Mean fasting blood glucose levels were 80.86 ± 7.56 mg% in control, 162.86 ± 35.57 in type 2 DM without any complications and 180.43 + 33.93 in the diabetes mellitus with myocardial infarction Statistically analysis revealed that mean FBG level in both types of DM were significantly higher (P < 0.05) than that in the control group, however when the mean FBG value in type 2 DM without any complications was compared with those with myocardial infarction, no significant differences were observed.
Serum total cholesterol was estimated in the test as well as in control groups as this is one of the important parameters which may be correlated to myocardial infarction. Mean total cholesterol levels were 193.13 ± 25.6 mg% in the control group and 292.56 ± 25.22 in the diabetic without complications and 309.8 ± 31.91 mg% in type 2 DM with myocardial infarction. The differences between test groups and control were statistically significant (P < 0.05).
The mean serum MDA levels in diabetics with myocardial infarction were highest 547 ± 108.75 nmol/ (dl) followed by 354.56 ± 76.44 nmol/(dl) in diabetics groups without any complications. In the control groups, MDA was found to be 189.94 + 33.64. In both test-groups the serum MDA level were significantly higher compared with the controls (P < 0.01) and in between the diabetic groups it was found to be significantly higher in diabetes with myocardial infarction (P < 0.01).

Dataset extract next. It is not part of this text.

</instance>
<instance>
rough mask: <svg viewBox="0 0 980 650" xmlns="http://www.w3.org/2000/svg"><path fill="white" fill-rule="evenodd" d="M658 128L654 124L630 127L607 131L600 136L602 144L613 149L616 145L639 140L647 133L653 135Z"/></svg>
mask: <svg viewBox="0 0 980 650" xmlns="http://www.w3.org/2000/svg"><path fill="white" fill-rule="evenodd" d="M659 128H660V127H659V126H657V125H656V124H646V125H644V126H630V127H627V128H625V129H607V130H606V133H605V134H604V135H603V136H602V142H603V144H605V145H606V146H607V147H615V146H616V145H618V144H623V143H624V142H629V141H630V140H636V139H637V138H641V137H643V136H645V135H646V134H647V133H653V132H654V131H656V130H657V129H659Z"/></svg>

It is well documented that MDA is a stable end product of free radicals induced by lipid peroxidation. Thus MDA serves as a reliable marker for the assessment of free radical induced damage to tissues. In diabetic patients a major factor that is responsible for enhanced free radical generation is hyperglycemia through auto-oxidation of glucose; it may be an important risk factor for cardiovascular disease.

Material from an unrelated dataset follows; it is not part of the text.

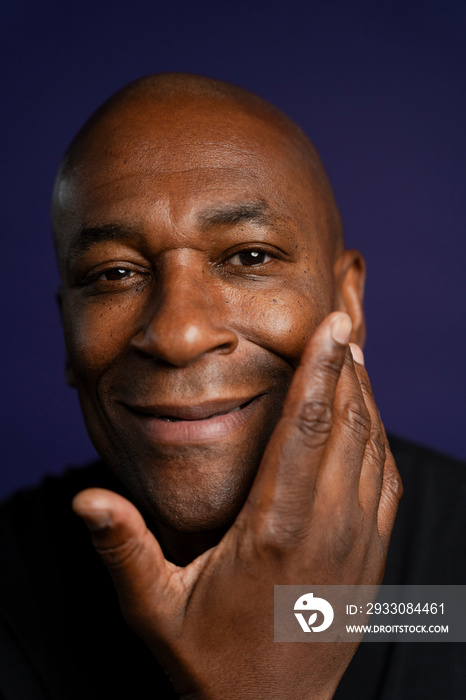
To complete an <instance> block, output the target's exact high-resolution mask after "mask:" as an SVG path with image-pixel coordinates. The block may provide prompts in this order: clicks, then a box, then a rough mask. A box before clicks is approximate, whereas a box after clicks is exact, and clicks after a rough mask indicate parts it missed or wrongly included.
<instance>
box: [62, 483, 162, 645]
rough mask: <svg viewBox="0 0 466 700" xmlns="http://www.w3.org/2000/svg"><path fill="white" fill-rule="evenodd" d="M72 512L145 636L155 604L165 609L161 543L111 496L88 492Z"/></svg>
mask: <svg viewBox="0 0 466 700" xmlns="http://www.w3.org/2000/svg"><path fill="white" fill-rule="evenodd" d="M72 507H73V510H74V511H75V513H76V514H77V515H79V516H80V517H81V518H82V519H83V520H84V522H85V523H86V525H87V527H88V528H89V530H90V532H91V535H92V542H93V544H94V547H95V549H96V551H97V552H98V553H99V554H100V556H101V557H102V560H103V561H104V563H105V565H106V566H107V568H108V570H109V572H110V574H111V576H112V579H113V582H114V584H115V588H116V590H117V593H118V597H119V600H120V606H121V610H122V613H123V615H124V617H125V618H126V620H127V622H128V623H129V624H130V626H131V627H133V629H134V630H135V631H136V632H139V633H143V632H144V630H143V629H139V628H141V627H142V628H143V627H144V623H145V622H146V621H147V617H148V614H149V617H150V616H151V612H152V614H153V613H155V612H156V611H155V609H154V606H155V605H156V603H157V601H158V602H159V604H161V603H162V600H161V598H162V596H161V595H157V593H162V592H163V591H164V590H165V589H166V583H167V579H168V577H169V569H168V564H167V562H166V560H165V558H164V556H163V553H162V550H161V548H160V545H159V543H158V542H157V540H156V539H155V537H154V535H153V534H152V533H151V532H150V530H148V528H147V526H146V524H145V522H144V519H143V517H142V515H141V514H140V512H139V511H138V510H137V508H136V507H135V506H134V505H133V504H132V503H130V502H129V501H128V500H127V499H126V498H123V496H120V495H118V494H116V493H114V492H113V491H107V490H106V489H98V488H92V489H86V490H85V491H81V492H80V493H78V495H77V496H75V498H74V499H73V503H72ZM154 594H155V595H154Z"/></svg>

In both groups of type 2 D.M, serum MDA levels were significantly higher than the normal. In type 2 DM with myocardial infarction, MDA levels were significantly higher than Type 2 cases without any complications. This may be explained on the basis of longer duration of the disease leading to excessive free radical induced damage, another reason for the high levels of MDA could be the glycation of serum proteins leading to activation of receptors for advanced glycation end products (A.G.E), which initiates the process of atherosclerosis. Excessive oxygen derived free radicals are generated in the early stage of myocardial infarction.
Involvement of oxygen free radicals in the pathophysiology of inflammation ischemia and reperfusion damage in a number of organs and tissues had been reported in literature.
In type 2 diabetics without complications similar free radical induced damage may be in progress, which may require further period of time to manifest as macro-vascular complication. Oxidative stress may inhibit NO mediated endothelial function by degrading NO. It has been seen that high levels of lipid peroxides reflect increased oxidative stress; this may cause decrease circulating anti-oxidants due to increased consumption.
Apart from good glycemic control, supplementation by anti-oxidants in subjects of increased MDM levels in type 2 DM may help in reducing oxidative stress which is one of the causes of myocardial infarction.